- Supreme Court of the United States

Argued March 26, 1963 Decided June 22, 1964
- Full case name: Nico Jacobellis v. Ohio
- Citations: 378 U.S. 184 (more) 84 S. Ct. 1676; 12 L. Ed. 2d 793; 1964 U.S. LEXIS 822; 28 Ohio Op. 2d 101

Case history
- Prior: Defendant convicted, Court of Common Pleas of Cuyahoga County, Ohio, 6-3-60; affirmed, 175 N.E.2d 123 (Ohio Ct. App. 1961); affirmed, 179 N.E.2d 777 (Ohio 1962); probable jurisdiction noted, 371 U.S. 808 (1962).
- Subsequent: None

Holding
- The First Amendment, as applied through the Fourteenth, protected a movie theater manager from being prosecuted for possessing and showing a film that was not obscene.

Court membership
- Chief Justice Earl Warren Associate Justices Hugo Black · William O. Douglas Tom C. Clark · John M. Harlan II William J. Brennan Jr. · Potter Stewart Byron White · Arthur Goldberg

Case opinions
- Plurality: Brennan, joined by Goldberg
- Concurrence: Black, joined by Douglas
- Concurrence: Stewart
- Concurrence: White
- Dissent: Warren, joined by Clark
- Dissent: Harlan

Laws applied
- U.S. Const. amends. I, XIV; Ohio Rev. Code § 2905.34

= Jacobellis v. Ohio =

Jacobellis v. Ohio, 378 U.S. 184 (1964), was a United States Supreme Court decision handed down in 1964 involving whether the state of Ohio could, consistent with the First Amendment, ban the showing of the Louis Malle film The Lovers (Les Amants), which the state had deemed obscene.

==Background==
Nico Jacobellis, manager of the Heights Art Theatre in the Coventry Village neighborhood of Cleveland Heights, Ohio, was charged with two counts of possessing and exhibiting an obscene film in [378 U.S. 184, 186] violation of Ohio Revised Code (1963 Supp.), convicted and ordered by a judge of the Cuyahoga County Court of Common Pleas to pay fines of $500 on the first count and $2,000 on the second, or if the fines were not paid, to be incarcerated at the workhouse, for exhibiting the film. Jacobellis' conviction was upheld by the Ohio Court of Appeals and the Supreme Court of Ohio.

==Supreme Court==
The Supreme Court of the United States reversed the conviction by ruling that the film was not obscene and so was constitutionally protected. However, the Court could not agree as to a rationale, yielding four different opinions from the majority. No opinion, including the two dissenting ones, had the support of more than two justices. The decision was announced by William J. Brennan, but his opinion was joined only by Justice Arthur Goldberg.

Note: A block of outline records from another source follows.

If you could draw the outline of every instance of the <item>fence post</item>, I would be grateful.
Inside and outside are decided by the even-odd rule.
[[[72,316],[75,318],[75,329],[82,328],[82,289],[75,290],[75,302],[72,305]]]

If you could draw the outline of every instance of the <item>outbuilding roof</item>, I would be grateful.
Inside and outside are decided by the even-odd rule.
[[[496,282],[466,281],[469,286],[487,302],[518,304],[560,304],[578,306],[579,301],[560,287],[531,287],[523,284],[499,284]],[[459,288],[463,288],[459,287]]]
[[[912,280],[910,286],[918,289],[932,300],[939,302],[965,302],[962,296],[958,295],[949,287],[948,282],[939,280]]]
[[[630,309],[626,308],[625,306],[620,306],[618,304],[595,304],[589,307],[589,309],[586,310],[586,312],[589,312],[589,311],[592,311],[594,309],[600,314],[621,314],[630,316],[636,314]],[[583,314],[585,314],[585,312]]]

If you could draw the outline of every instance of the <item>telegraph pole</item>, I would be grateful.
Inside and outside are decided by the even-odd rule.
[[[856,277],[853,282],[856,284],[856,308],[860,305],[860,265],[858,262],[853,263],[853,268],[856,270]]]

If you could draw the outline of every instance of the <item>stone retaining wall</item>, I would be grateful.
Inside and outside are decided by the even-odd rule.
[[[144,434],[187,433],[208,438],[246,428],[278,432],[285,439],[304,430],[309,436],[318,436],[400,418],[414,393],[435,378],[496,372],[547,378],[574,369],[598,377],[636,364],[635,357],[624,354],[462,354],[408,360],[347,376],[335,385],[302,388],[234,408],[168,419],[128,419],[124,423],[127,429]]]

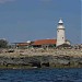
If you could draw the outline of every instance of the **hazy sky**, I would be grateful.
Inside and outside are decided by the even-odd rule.
[[[62,17],[66,37],[81,43],[81,0],[0,0],[0,38],[10,43],[56,38]]]

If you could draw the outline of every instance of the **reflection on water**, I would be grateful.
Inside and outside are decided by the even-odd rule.
[[[82,69],[0,70],[0,82],[82,82]]]

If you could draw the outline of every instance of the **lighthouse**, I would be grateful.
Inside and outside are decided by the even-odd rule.
[[[66,35],[65,35],[65,25],[62,20],[60,19],[57,26],[57,46],[65,44]]]

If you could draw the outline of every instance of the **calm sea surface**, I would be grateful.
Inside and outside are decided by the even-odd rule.
[[[0,82],[82,82],[82,69],[0,70]]]

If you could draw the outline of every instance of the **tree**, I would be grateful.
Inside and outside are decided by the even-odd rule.
[[[5,39],[0,39],[0,48],[7,48],[8,42]]]

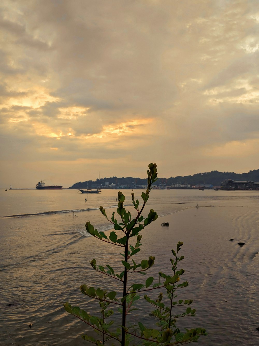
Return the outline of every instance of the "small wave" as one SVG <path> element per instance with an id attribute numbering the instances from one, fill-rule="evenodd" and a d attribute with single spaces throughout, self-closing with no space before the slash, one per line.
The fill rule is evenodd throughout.
<path id="1" fill-rule="evenodd" d="M 89 211 L 96 210 L 99 208 L 87 208 L 86 209 L 71 209 L 64 210 L 53 210 L 50 211 L 42 211 L 39 213 L 32 213 L 30 214 L 18 214 L 16 215 L 7 215 L 2 216 L 3 218 L 7 217 L 24 217 L 25 216 L 38 216 L 40 215 L 49 215 L 55 214 L 63 214 L 66 213 L 78 212 L 80 211 Z"/>

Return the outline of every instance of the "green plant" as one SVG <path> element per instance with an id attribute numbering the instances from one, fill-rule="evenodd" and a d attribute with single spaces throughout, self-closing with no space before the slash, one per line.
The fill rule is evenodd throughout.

Justice Hugo Black, joined by Justice William O. Douglas, reiterated his well-known view that the First Amendment does not permit censorship of any kind. Chief Justice Earl Warren, in dissent, decried the confused state of the Court's obscenity jurisprudence and argued that Ohio's action was consistent with the Court's decision in Roth v. United States and furthered important state interests. Justice John Marshall Harlan II also dissented; he believed that states should have "wide, but not federally unrestricted" power to ban obscene films.

The most famous opinion from Jacobellis, however, was Justice Potter Stewart's concurrence, stating that the Constitution protected all obscenity except "hard-core pornography". He wrote, "I shall not today attempt further to define the kinds of material I understand to be embraced within that shorthand description; and perhaps I could never succeed in intelligibly doing so. But I know it when I see it, and the motion picture involved in this case is not that."

==Subsequent developments==
The Court's obscenity jurisprudence would remain fragmented until 1973's Miller v. California.